Mientras ojeamos álbumes de fotos antiguas en el salón de su piso --donde algunas piezas decorativas de valor, herencia materna, rompen el minimalismo de muebles y paredes--, Luisa recuerda que, a pesar de que se sabía nacida para enseñar, primero se dedicó a cuidar del marido y los hijos. ("Quisimos tener a los seis, no creas que vinieron porque no había tele", puntualiza). Y añade que no fue hasta 1973 cuando por fin pudo ejercer de maestra. "Vivíamos en Eduardo Dato y yo estaba muy metida en la organización del Colegio de la Trinidad, adonde llevamos a los niños. La idea que tuvo el párroco, don Antonio Gómez Aguilar, era que fuera un centro interclasista y eso me gustaba --dice--. Y cuando se abrió una escuela infantil me pidió don Antonio que la organizara y lo hice para ayudar. Aquello se acabó y me volví a casa con el gusanillo en el cuerpo. Hasta que surgió una vacante en el colegio y me incorporé con toda la ilusión del mundo".

--Y entonces empezó también su activismo sindical.

--Viví unos años muy bonitos, yo no sé los cursos que habré hecho de renovación pedagógica, sin puntos ni títulos ni historias. Y nació un movimiento asambleario en el que me involucré mucho. Allí, en aquellas asambleas clandestinas, conocí a Julio Anguita y a Herminio Trigo. Muchos enseñantes nos metimos en los sindicatos verticales pensando que aquello tenía que dar un vuelco. Otra chica y yo informábamos desde las escaleras y la mayoría de las veces llegaba la policía diciendo: "Ya están estas soltando el mitin". Y nos echaba. Me movía mucho y tomé autoridad. Y cuando llegó la democracia fui de los fundadores de Ustea. En la enseñanza he disfrutado muchísimo. Han sido 30 años en la Trinidad y no hay sitio en que no encuentre a un alumno.

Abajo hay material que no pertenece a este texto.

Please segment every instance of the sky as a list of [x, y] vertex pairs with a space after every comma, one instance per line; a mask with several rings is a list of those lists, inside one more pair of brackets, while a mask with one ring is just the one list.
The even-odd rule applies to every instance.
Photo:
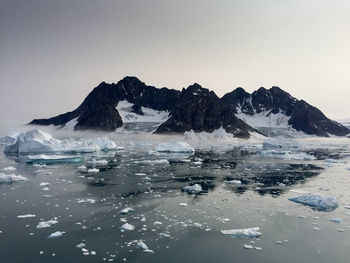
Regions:
[[0, 0], [0, 124], [75, 109], [100, 82], [279, 86], [350, 118], [348, 0]]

Cuando mi hijo Rafael tomó posesión como magistrado del Tribunal Supremo la policía de la puerta me dijo que yo había sido su maestra.

--¿Cómo fueron los años de la clandestinidad?

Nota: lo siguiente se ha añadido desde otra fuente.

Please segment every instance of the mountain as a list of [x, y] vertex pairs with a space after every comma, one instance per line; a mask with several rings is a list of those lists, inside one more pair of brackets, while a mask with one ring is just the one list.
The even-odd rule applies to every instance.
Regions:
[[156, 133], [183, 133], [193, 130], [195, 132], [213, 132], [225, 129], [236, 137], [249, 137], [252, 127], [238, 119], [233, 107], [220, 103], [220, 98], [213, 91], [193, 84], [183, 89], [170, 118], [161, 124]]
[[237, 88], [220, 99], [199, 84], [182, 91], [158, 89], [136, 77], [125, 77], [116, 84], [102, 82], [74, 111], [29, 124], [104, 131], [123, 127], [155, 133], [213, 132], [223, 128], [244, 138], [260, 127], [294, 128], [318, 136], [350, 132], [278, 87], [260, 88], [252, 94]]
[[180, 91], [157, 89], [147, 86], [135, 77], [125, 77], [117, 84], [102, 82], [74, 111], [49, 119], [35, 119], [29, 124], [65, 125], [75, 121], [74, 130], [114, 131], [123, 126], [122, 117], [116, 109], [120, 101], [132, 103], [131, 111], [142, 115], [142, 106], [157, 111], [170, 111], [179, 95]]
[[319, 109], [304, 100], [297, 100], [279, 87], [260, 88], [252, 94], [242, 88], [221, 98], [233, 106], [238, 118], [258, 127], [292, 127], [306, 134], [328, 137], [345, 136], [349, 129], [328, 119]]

--Muy interesantes. Rafael y yo íbamos mucho por el Cineclub Senda. Y por el Círculo Juan XXIII, por supuesto. Tengo el carnet número 11, a nombre de Luisa Jimena de Sarazá . ¡Y eso que era el núcleo más progre de Córdoba! (ríe). Conocimos a gente importantísima, Felipe González, nuestro amigo del alma Juan María Bandrés, Carlos Cano, que vino a cantar... Nos suspendían esto y hacíamos lo otro, nos echaban de un sitio y nos íbamos más allá. Más de una vez nos acogió Joaquín Canalejo abriéndonos la puerta por la sacristía de la Compañía. Y la policía vigilando. Un agente hasta se ofreció una noche de lluvia a taparme con su paraguas. Fueron años duros. Notábamos el teléfono intervenido y no nos dieron el pasaporte para viajar. Yo conservo una de las bolas que arrojaba la policía en las manifestaciones. Pasamos miedo, y noches quemando papeles, pero éramos jóvenes y teníamos mucha fuerza.

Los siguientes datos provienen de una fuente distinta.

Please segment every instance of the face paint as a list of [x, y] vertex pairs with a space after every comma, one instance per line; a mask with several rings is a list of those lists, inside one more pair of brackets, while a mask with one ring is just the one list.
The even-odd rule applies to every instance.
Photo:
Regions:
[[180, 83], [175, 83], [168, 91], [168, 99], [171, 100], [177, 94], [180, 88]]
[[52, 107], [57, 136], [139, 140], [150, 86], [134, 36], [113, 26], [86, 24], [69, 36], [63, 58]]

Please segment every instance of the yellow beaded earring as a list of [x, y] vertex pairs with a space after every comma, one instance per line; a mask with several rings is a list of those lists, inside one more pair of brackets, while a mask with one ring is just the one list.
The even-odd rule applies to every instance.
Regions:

--Y ahora, ¿cómo canaliza sus energías?

--Pues mira, me apunté a la Cátedra Intergeneracional --aunque estoy de año sabático--, a clases de Música con Pilar García Entrecanales, fascinantes, y de Arqueología, que siempre me ha gustado, con Desiderio Vaquerizo. Ahora soy voluntaria del Museo Arqueológico. Los maestros tenemos tanto vicio de enseñar que cuando no nos dejan hacerlo cobrando nos ponemos a enseñar gratis.